I wrote a Python code for what's called rerandomization in statistics. See below:

number_data = int(input("Enter size of data for each group (they will be same): "))
sim_size = int(input("Enter number of sims: "))
alpha = float(input("Set alpha/significance level: "))
print()

list_treatment = []
list_control = []

def collect_data(number_data):
    print("Enter treatment data points")
    for i in range(number_data):
        entry = float(input("Enter treatment data point: "))
        list_treatment.append(entry)
    print()
    print("Enter control data points")
    for i in range(number_data):
        entry = float(input("Enter control data point: "))
        list_control.append(entry)
    return list_treatment, list_control
So the above chunk of code (function) returns list_treatment and list_control

I call this function somewhere downstream and then use what it returns for the function compute_mean(list_treatment, list_control)

collect_data(number_data)
print()

difference = compute_mean(list_treatment, list_control)
I was really worried that I'll get an error message but I didn't.

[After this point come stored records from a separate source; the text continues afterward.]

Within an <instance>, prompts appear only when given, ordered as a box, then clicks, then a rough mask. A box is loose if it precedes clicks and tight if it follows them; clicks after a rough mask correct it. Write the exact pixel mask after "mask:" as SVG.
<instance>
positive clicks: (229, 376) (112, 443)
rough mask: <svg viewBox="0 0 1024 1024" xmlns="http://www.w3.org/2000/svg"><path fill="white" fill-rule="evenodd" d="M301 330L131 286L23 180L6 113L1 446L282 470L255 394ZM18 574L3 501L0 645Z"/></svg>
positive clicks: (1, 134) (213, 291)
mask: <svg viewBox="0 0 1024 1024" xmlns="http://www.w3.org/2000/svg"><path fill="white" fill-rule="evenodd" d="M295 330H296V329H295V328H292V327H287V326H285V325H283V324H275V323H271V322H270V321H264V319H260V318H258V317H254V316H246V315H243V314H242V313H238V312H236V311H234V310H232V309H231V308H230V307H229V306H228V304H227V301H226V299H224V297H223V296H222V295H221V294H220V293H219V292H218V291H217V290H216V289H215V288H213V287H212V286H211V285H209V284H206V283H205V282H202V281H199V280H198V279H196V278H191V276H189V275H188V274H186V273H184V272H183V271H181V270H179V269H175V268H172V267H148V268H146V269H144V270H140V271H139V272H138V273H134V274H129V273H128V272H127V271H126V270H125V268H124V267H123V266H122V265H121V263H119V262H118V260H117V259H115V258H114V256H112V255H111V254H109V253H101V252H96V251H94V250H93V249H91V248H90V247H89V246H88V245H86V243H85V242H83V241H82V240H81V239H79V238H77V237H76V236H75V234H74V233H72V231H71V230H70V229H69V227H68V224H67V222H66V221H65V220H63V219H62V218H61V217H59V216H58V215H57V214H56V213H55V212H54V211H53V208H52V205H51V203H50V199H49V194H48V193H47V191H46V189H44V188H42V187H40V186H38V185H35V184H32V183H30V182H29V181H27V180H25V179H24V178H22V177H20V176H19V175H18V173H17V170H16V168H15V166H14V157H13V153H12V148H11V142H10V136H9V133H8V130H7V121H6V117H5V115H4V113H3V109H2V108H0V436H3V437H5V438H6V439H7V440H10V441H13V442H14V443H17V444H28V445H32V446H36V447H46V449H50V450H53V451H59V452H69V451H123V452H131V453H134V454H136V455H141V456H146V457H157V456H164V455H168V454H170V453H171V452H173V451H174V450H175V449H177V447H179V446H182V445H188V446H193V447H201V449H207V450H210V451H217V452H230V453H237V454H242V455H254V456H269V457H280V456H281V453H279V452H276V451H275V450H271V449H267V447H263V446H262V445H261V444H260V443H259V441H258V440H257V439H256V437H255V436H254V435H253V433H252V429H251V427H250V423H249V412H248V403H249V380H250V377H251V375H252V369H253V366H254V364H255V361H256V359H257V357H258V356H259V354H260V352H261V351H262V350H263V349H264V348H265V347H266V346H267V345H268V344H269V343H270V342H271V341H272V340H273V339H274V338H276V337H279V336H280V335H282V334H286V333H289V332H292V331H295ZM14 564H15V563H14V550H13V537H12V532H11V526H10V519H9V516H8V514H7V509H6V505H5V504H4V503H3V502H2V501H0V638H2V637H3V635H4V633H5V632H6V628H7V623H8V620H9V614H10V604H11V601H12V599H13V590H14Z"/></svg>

It works. Just wondering if this is ok per the standards of good coding practice or worse, it can lead to errors that I haven't encountered because my code was simple.

Gracias.
(Nov-05-2024, 01:10 AM)Hudjefa Wrote: [ -> ]Just wondering if this is ok per the standards of good coding practice or worse, it can lead to errors that I haven't encountered because my code was simple.
In this code you don't use at all the values returned by collect_data(). Instead, you are using the global variables list_treatment and list_control. This would be a problem if your code called collect_data() more than once. Because of this, it is better to use local variables and return them
number_data = int(input("Enter size of data for each group (they will be same): "))
sim_size = int(input("Enter number of sims: "))
alpha = float(input("Set alpha/significance level: "))
print()
 
def collect_data(number_data):
    print("Enter treatment data points")
    list_treatment = []
    for i in range(number_data):
        entry = float(input("Enter treatment data point: "))
        list_treatment.append(entry)
    print()
    print("Enter control data points")
    list_control = []
    for i in range(number_data):
        entry = float(input("Enter control data point: "))
        list_control.append(entry)
    return list_treatment, list_control
Later in your code, use the values returned
list_treatment, list_control = collect_data(number_data)
print()

difference = compute_mean(list_treatment, list_control)
When number_data is large, it will very soon become tedious to enter the values interactively. A much more flexible solution is to read the values from a file containing the data points, such as a csv file or a numpy data file.